United States v. Lehigh Valley Railroad
Headline: Court orders breakup of a railroad’s coal empire, strikes down its sales contract, and requires independent coal sales and transport to restore competition in the anthracite market.
Holding: The Court reversed, voided the exclusive sales contract, and ordered the railroad and its coal affiliates broken up because their ownership and contracts unlawfully restrained interstate anthracite commerce under federal law.
- Forces breakup of railroad-controlled coal companies to restore market competition.
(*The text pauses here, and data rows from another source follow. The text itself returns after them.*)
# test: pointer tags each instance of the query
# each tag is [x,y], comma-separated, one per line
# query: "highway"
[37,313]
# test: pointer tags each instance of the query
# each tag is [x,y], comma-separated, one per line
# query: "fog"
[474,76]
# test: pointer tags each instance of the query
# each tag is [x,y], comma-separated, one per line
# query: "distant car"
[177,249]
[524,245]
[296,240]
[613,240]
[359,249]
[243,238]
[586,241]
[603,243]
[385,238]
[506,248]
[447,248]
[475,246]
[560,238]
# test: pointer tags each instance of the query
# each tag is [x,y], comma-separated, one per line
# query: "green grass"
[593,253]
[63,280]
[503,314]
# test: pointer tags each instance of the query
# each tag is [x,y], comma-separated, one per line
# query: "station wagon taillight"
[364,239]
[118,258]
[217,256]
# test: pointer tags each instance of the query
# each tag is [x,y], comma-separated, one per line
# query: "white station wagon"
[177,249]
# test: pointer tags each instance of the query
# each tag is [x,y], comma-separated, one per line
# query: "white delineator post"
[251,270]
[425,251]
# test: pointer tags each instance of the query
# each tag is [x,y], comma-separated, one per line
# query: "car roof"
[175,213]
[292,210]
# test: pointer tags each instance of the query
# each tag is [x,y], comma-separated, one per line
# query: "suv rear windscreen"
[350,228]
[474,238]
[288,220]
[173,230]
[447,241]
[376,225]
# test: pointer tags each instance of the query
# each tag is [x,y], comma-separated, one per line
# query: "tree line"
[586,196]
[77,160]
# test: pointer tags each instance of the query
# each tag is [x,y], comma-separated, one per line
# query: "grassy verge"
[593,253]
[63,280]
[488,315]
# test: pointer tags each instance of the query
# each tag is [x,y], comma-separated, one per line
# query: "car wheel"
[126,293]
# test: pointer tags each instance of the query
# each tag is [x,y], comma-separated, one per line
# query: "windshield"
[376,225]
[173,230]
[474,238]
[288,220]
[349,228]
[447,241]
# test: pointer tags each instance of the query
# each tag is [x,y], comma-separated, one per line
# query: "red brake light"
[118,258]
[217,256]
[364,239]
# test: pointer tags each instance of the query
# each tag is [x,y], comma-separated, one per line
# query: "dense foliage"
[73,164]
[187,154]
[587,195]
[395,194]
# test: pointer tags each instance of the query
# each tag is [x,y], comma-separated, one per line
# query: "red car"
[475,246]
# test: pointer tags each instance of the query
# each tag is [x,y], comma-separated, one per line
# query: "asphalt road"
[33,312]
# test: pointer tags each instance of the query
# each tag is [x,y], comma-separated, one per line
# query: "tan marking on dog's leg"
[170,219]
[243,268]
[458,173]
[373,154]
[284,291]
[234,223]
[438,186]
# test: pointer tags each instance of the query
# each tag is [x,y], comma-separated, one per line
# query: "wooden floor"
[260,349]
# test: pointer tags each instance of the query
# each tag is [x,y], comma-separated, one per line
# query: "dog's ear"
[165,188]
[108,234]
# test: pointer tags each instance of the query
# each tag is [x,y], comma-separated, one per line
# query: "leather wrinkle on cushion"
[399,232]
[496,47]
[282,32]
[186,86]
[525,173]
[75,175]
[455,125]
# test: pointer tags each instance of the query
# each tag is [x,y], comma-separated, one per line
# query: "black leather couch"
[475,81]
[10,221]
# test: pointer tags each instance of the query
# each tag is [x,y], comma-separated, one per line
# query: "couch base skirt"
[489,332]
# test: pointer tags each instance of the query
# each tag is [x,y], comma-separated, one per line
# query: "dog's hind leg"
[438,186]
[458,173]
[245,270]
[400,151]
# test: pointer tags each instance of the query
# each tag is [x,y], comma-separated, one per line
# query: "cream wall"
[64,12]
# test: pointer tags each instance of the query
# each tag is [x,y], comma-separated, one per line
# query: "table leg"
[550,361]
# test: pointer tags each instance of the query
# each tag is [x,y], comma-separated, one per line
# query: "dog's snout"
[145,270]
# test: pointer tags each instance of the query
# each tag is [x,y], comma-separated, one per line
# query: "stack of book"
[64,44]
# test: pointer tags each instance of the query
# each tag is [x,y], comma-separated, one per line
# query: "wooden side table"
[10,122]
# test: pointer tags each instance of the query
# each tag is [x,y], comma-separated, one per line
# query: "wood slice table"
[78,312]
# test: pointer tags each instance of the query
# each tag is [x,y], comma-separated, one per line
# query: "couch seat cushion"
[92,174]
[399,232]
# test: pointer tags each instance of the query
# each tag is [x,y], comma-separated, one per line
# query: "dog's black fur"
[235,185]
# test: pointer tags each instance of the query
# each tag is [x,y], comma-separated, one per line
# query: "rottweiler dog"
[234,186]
- Voids the exclusive sales contract, freeing dealers to buy and sell coal independently.
Summary
Background
A large railroad company owned coal lands and created a coal company and a sales company to mine, buy, and market anthracite coal. Over decades the railroad bought mines and coal firms, controlled most tonnage on its lines, and set up a sales company whose stock and officers were tied to the railroad. A federal suit argued these arrangements combined to suppress competition and to control interstate coal trade.
Reasoning
The Court asked whether the railroad and its affiliated coal companies, including the sales company, used their ownership and contracts to restrain interstate coal commerce. It found the sales contract and the web of ownership were designed to prevent competing sellers and to keep coal traffic on the railroad’s lines. The Court relied on earlier decisions addressing similar sixty-five percent price and exclusive purchase contracts and concluded these arrangements unlawfully restrained trade under federal antitrust law and violated the federal rule against certain commodity-transport devices.
Real world impact
The Court reversed and ordered the intercorporate relations dissolved, declared the March 1, 1912 sales contract void, and directed that the companies be made independent so the sales company may freely buy and sell coal in competition. The decree dismisses the bill as to several unrelated defendants and remands to implement separation of stock, bonds, and property to ensure true independence.
Dissents or concurrances
Two Justices agreed with the result only because prior cases compelled it, while two Justices did not participate. Their views do not change the Court’s order here.